BC headed to halfway house on liquor distribution
Outsourcing back end of LDB is all about 2013 budget
By Bruce A Stewart
“We’re not going to outsource the BC Liquor Distribution Branch.”
“Yes, we are, but just the back end of warehousing and distribution.”
Shirley Bond, the Minister responsible for the BC Liquor Distribution Branch (LDB), has had a delightful year opening her mouth to exchange feet, all wrapped up in concerns that Exel, one of the shortlisted companies competing to manage the back end of liquor acquisition, warehousing and distribution for the province, has influenced the process unduly.
What the BC Liberal Government is doing, though, makes no sense strategically. All the gains (if any) will be very short-term, indeed.
Just enough, they hope, to give them an election plank to run on in May 2013.
First, the deal. The retail operations (BC Liquor Stores) remain in government hands, run by civil service employees. Only the back end is up for outsourcing.
The LDB warehousing and distribution portions, in turn, will remain in public control, but run by a private company on a long-term outsourcing agreement.
That company — as with all such agreements — will buy the assets from the government, providing a cash infusion up front, in exchange for the multi-year fee structure to provide the service (and pay off the cash paid for the assets, with interest and profit).
The gain for the government? A chunk of cash in March 2013, just in time to help balance the provincial books heading into the 2013 election. “Look, voters, we fixed the hole, but you know those evil NDPers will have us right back in the red if they get in, so vote us!”

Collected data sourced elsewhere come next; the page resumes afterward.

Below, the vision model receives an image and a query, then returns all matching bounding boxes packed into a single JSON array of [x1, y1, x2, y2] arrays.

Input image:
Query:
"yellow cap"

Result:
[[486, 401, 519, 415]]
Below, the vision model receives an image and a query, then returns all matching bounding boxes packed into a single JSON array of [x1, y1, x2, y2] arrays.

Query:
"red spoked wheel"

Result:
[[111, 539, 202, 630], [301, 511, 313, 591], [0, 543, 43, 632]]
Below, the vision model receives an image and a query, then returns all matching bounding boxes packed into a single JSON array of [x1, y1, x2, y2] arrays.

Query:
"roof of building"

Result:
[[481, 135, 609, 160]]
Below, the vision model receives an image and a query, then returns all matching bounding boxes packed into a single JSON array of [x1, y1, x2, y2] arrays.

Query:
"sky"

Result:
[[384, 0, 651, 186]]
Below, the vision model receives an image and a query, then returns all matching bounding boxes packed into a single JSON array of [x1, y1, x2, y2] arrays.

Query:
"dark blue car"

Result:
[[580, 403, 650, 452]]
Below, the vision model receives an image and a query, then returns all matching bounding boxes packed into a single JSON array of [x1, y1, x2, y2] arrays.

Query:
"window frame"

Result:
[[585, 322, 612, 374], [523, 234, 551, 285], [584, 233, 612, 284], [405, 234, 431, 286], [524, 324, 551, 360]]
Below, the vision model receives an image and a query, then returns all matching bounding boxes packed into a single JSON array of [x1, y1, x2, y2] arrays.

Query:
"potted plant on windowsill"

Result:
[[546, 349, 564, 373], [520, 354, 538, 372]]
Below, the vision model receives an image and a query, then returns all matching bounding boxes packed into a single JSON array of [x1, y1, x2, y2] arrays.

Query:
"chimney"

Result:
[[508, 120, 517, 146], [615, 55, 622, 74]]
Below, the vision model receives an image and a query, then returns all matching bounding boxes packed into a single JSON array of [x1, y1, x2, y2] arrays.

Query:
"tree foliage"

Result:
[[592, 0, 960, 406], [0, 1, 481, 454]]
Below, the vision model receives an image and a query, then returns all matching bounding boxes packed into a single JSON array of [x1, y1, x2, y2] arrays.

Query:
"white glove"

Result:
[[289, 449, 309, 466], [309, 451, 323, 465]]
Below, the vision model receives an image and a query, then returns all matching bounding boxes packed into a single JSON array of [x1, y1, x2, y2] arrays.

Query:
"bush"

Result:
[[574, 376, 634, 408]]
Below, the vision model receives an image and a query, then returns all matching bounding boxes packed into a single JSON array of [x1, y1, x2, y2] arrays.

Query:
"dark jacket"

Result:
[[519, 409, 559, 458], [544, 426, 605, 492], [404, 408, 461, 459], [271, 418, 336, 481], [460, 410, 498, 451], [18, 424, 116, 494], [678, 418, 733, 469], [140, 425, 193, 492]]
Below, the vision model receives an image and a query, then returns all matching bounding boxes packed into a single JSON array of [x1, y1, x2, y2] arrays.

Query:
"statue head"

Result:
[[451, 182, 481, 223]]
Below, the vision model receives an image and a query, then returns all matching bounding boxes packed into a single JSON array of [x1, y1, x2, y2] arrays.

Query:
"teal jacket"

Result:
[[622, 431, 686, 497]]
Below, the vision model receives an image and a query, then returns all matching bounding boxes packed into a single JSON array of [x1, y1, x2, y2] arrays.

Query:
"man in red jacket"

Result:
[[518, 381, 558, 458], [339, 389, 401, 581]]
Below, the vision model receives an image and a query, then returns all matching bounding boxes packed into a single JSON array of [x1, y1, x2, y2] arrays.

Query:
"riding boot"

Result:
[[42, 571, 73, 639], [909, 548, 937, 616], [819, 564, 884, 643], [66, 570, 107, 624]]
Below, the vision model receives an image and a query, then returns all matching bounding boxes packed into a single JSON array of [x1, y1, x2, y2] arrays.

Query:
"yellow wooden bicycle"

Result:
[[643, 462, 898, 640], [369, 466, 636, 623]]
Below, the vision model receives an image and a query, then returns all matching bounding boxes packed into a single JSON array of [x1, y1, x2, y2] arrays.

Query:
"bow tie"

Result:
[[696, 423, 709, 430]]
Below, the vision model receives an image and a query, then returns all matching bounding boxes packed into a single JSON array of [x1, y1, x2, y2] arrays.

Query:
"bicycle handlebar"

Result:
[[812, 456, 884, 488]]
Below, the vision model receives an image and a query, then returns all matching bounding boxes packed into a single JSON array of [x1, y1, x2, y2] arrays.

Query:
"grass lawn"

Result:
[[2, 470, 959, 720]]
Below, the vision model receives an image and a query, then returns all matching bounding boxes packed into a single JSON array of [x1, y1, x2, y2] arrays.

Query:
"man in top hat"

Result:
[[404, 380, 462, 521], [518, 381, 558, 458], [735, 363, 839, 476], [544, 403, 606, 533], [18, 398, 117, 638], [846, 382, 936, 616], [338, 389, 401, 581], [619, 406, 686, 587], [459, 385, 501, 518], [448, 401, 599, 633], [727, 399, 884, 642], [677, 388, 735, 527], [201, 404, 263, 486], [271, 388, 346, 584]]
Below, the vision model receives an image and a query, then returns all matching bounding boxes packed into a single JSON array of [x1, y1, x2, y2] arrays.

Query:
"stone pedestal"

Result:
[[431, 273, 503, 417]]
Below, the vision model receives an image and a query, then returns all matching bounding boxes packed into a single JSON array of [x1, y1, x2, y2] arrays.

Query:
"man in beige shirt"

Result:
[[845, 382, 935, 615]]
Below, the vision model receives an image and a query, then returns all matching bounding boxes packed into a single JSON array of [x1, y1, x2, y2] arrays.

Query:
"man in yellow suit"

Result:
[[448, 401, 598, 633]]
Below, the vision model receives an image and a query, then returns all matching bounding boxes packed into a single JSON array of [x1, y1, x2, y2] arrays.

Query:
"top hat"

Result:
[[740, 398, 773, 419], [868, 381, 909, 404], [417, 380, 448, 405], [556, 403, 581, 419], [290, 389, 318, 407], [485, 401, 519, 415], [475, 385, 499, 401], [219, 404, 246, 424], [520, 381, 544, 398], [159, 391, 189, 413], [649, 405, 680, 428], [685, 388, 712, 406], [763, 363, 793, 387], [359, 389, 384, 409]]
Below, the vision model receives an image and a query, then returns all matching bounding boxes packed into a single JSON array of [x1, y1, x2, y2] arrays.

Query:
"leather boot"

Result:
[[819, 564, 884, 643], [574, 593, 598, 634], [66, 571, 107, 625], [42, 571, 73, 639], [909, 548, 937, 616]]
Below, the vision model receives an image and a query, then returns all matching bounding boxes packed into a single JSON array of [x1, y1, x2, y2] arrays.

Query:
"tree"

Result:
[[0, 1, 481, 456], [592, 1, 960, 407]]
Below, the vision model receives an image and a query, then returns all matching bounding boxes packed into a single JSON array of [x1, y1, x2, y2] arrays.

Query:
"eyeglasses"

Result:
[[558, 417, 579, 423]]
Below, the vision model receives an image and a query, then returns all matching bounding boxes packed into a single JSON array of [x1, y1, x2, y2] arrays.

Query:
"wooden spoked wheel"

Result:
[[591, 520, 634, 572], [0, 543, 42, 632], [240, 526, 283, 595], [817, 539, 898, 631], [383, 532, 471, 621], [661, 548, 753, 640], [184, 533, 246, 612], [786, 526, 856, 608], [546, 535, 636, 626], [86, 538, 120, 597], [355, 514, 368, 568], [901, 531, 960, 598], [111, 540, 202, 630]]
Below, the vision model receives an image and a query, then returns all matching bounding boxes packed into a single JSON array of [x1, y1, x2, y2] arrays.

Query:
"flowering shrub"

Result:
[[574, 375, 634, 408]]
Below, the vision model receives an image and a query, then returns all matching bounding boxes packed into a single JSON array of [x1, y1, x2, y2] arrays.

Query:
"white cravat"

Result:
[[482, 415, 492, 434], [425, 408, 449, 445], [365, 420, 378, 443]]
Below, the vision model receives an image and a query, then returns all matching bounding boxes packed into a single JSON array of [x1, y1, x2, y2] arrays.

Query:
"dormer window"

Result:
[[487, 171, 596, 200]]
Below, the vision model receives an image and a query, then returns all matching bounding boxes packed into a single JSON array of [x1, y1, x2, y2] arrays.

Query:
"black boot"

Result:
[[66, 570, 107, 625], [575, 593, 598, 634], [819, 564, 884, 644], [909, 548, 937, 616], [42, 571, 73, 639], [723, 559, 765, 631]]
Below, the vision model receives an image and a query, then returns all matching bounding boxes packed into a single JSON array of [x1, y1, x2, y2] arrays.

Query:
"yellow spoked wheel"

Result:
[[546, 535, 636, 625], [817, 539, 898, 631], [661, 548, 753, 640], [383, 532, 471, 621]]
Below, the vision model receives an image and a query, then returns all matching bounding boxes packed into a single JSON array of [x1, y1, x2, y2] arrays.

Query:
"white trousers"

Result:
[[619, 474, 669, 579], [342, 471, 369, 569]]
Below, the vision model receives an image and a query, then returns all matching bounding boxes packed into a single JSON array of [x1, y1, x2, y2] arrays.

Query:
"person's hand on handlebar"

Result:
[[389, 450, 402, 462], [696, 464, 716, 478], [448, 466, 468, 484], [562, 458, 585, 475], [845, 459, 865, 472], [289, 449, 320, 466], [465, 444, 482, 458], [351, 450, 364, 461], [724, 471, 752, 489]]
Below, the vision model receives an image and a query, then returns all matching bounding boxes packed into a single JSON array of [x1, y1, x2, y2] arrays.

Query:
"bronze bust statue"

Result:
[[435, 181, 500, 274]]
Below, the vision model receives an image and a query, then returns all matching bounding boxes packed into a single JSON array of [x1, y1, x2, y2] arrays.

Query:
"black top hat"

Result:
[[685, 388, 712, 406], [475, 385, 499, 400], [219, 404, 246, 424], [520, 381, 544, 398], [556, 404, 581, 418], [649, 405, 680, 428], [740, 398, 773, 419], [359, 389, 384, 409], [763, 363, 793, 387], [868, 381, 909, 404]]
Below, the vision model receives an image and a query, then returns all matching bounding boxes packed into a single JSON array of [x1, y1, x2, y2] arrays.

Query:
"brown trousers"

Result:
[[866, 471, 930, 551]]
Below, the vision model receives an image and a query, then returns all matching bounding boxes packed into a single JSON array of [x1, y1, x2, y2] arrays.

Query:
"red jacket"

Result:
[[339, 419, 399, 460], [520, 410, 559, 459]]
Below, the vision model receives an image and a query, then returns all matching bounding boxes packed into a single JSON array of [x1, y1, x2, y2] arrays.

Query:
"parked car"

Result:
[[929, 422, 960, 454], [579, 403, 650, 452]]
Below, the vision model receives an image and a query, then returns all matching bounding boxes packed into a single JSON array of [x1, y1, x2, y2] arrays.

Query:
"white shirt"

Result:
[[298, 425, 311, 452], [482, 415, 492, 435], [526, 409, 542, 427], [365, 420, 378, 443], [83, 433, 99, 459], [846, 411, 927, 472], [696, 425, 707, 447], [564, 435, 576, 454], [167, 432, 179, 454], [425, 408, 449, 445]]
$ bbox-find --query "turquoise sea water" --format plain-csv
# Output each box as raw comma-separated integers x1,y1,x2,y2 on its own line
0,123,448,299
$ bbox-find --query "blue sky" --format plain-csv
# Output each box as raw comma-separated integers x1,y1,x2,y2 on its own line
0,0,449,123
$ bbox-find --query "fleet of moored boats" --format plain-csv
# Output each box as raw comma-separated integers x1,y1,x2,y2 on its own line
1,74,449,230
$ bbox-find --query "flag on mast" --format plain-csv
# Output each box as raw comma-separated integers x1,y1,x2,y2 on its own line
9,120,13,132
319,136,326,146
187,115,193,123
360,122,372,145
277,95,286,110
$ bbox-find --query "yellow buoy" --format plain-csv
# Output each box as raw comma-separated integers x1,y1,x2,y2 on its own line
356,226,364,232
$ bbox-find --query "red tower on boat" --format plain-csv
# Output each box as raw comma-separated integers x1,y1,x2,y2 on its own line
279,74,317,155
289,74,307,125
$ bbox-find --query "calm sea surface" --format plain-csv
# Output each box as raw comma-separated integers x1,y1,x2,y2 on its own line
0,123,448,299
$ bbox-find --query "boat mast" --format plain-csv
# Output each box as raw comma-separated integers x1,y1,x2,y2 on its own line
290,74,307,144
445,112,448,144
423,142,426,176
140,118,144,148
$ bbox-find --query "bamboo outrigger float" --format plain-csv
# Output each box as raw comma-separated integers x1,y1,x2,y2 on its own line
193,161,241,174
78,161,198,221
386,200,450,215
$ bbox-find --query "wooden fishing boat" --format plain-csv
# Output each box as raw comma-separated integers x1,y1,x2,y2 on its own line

What, me cynical? The BC Liberal government has, over the years, alienated Crown operations in a variety of different ways, mostly for “money up front.” None of the deals have been winners for the province.
When it comes to being in the business of beer, wine and spirits, there are really two appropriate courses of action for a government.
One is to go Ontario’s route. The Liquor Control Board of Ontario (LCBO) is one of North America’s sharpest retail chains. It hires people because they’ve got retail, supply chain and buying experience — as merchandisers. A person in the smallest village in Ontario served by the LCBO can have any product in the world imported to them by the LCBO — or any product carried by the LCBO delivered to their store — or, if you just want to buy off the shelf, that’s fine too.
Unsurprisingly, the LCBO makes massive profits (and is North America’s largest wine dealer), which the Ontario Government is pleased to receive each year.
Nothing in this deal gets BC anywhere close to that — and the BC LDB and BC Liquor Stores, despite having a price advantage over private sector stores in BC, is nowhere near the profitable system the LCBO is.
The other is to get out of the liquor distribution business totally, and go to a wholly private model, making money solely from taxes on alcohol products, and having competition between many private outlets drive volume up.
That way, you’d be selling off the retail stores either first, or at the same time, but not all to one purchaser. Likewise, you wouldn’t be outsourcing the back end, you’d be selling it (or breaking it up and selling the pieces to create competitive distribution networks).
You’d get cash now — and make no payments for services going forward.
Instead, the Christy Clark government is doing neither, and merely looking to do “enough” to try for re-election.
If they get another budget surprise later this year, I wonder what the next attempt to find a rabbit in a hat will be.